The universal use of scales suggests that the property of being constructed from a scale is an input into the computation of overall "musicality" or musical "strength".
(It follows that any theory of music that seems to permit the construction of music not based on a scale is probably wrong. The following model of computation is an attempt to determine how the music listener's brain could require that music be constructed from a scale, while at the same time not providing information into conscious awareness about which note is which within that scale. I give the model as an example of how this could happen, and I do not claim to know that this is necessarily how it does happen.)
A model of the computation of scaleishness
The property of 'scaleishness' can be defined in the following manner:
- Modulo octaves, all pitch values in the melody come from a finite set of values.
- These values are approximately evenly-spaced.
- Pitch values not in the chosen finite set do not occur.
We can surmise the existence of a cortical map which responds to the occurrence of pitch values (such that pitch value determines location of activity in the map), and which 'remembers' the occurrence of pitch values, in a sustained manner, so that it is active in response to the full set of pitch values that occur over the length of a tune. In effect the pattern of activity in this cortical map would represent a description of the musical scale (from which the tune was constructed), in a manner that was not invariant under pitch-translation.

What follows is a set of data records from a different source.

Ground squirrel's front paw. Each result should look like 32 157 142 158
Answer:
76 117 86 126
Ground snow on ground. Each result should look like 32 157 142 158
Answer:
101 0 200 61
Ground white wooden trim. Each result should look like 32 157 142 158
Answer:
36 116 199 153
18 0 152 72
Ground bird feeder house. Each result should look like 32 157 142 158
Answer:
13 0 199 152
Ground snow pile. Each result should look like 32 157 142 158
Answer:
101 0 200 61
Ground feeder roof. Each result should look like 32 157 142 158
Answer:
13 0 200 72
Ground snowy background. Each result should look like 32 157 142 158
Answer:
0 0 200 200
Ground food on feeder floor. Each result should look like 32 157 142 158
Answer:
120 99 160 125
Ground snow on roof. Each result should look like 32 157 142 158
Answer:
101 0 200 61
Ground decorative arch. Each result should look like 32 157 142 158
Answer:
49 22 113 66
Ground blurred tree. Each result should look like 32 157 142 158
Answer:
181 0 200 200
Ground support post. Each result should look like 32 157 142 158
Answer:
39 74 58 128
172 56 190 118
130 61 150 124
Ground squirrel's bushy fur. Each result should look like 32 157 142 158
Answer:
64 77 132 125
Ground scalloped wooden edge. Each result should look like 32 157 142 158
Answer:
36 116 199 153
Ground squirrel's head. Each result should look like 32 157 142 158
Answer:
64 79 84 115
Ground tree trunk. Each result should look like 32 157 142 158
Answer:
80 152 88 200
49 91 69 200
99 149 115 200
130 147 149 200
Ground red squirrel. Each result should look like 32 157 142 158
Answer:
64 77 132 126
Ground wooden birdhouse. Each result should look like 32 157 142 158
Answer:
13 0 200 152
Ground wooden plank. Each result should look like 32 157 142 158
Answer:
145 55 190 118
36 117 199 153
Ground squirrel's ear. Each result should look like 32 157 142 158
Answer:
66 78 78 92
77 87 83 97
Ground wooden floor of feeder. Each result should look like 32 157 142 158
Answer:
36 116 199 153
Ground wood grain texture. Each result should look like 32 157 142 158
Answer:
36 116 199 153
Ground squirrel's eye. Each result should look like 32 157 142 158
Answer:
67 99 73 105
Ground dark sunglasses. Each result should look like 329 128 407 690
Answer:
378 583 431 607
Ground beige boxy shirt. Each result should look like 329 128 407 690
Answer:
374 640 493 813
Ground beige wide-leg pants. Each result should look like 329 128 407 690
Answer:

Because the representation of the scale in this map is not invariant under pitch-translation, the information in the map would not be directly included in the computation of the identity of a music item. (The identity of musical items has to be computed in a pitch-translation invariant manner, to allow for different people with different voice ranges to sing the same musical melody.) However the pattern of activity in the map could be used to compute a single value of 'scaleishness', representing to what degree the pitch values in the melody do come from a single musical scale consisting of a finite set of approximately evenly-spaced pitch values. This computed value would be pitch-translation invariant, so it could contribute to the conscious perception of the musicality and identity of the tune.